Cortical atrophy differences between amnestic MCI and mild AD subjects can be visualized using the cortical pattern matching technique. (51) The 3D maps on the left demonstrate significantly greater atrophy in mild AD relative to MCI in most cortical areas (red colors) with relative preservation of the primary sensory and motor regions (blue colors). The anatomical pattern resembles stages A and B from the Braak and Braak amyloid staging maps (right panels). Clearly, amyloid accumulation and cortical atrophy may not occur at exact the same times in all patients, but the anatomical sequence of cortical thinning closely matches the typical trajectory of plaque and tangle accumulation (from medial temporal, to frontal, sparing primary cortices until later).

Figure 6

The ventricular mapping technique was used to study the effects of AD and of ApoE4 genotype on ventricular expansion. AD subjects when compared to age-matched controls demonstrated posterior and anterior ventricular horn expansion (left panel).
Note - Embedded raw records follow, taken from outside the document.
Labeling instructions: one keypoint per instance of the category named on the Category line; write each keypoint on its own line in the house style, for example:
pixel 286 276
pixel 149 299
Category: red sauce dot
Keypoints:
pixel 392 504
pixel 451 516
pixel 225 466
When the analysis is restricted to healthy control subjects only, ApoE4 carriers demonstrated predominantly anterior ventricular horn expansion relative to ApoE4 non-carriers (right panel).

Figure 7

Using a single surface template and an optical flow registration approach for ventricular segmentation, Carmichael et al. (102) compared the ventricular shape differences between MCI, AD and cognitively normal subjects. The figure shows the average thickness, percent deficit and significance maps of the three comparisons – cognitively normal subjects vs. MCI (top row), cognitively normal subjects vs. AD (bottom row) and MCI vs. AD (middle row). As expected, progressive ventricular expansion was evident - MCI subjects had intermediate and AD subjects largest ventricles.

Figure 8

Using the cortical pattern matching technique Apostolova et al. (113) studied the association between the performance on Boston Naming Test (BNT) and the Animal Fluency test and cortical atrophy in 19 subjects with AD and 5 MCI who later converted to AD. Declining performance on both measures associated with left more than right perisylvian and frontal atrophy.